# Invasive grass, need ID/help



## Ruark (Mar 22, 2012)

Can somebody tell me what kind of weed or "grassy weed" this is? I'm sure you've seen it. It grows "flat" with stems radiating out up to 2 feet or longer, then they curve upward into vertical stems sticking straight up 12-18 inches. Sometimes the entire plant can be almost 4 feet wide. About half of our front yard is now consumed by this stuff, and it's spreading rapidly in our pastures. The rest is bermuda.

If you dig it up, it leaves a hole in the ground the size of a salad bowl. Is there any way to control it, or can we at least identify it? These pics were right after mowing it. The center part looks dry and dead, and the radiating stems are green.
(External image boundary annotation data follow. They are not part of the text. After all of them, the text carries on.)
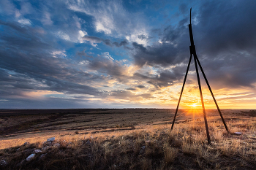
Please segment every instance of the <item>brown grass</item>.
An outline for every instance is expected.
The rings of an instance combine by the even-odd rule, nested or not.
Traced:
[[[2,140],[2,169],[255,169],[255,117],[209,123],[211,145],[203,122],[137,125],[135,129],[56,135],[51,146],[25,160],[34,149],[45,147],[50,135]],[[21,146],[25,142],[31,144]],[[10,147],[11,146],[11,147]],[[45,155],[43,155],[45,154]],[[42,155],[43,155],[42,157]],[[40,158],[40,156],[42,158]]]

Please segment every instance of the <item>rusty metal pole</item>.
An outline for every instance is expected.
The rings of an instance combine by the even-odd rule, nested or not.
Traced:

One person said it was "Dallisgrass" but to me Dallisgrass looks sparser - this stuff is really thick. Any help would be greatly appreciated.


----------



## rjmoses (Apr 4, 2010)

Looks like crowsfoot. Where are you located?

Ralph


----------



## Ruark (Mar 22, 2012)

rjmoses said:


> Looks like crowsfoot. Where are you located?
> 
> Ralph


North central Texas, just south of Hamilton. This stuff is very common around here. I checked crowsfoot on Google Images, and it's not this flat.


----------



## Vol (Jul 5, 2009)

Very difficult to say without leaves and stems to help identify......but from looking at the pics it puts me in mind of "barnyard" grass. It usually results from thin stands of desirable grasses....or barren spots.

Regards, Mike


----------



## Ruark (Mar 22, 2012)

Best suggestion so far is that it's King Ranch Bluestem. Bad stuff, no selective herbicides.


----------



## Tx Jim (Jun 30, 2014)

IMHO it's not Dallis grass or King Ranch BS. Photo is KR BS If this is in a Coastal field & it were my field I'd spray 12 oz of glysophate per acre shortly after removing the hay


----------



## kingranchf350 (Dec 13, 2009)

Looks somewhat like goosegrass.


----------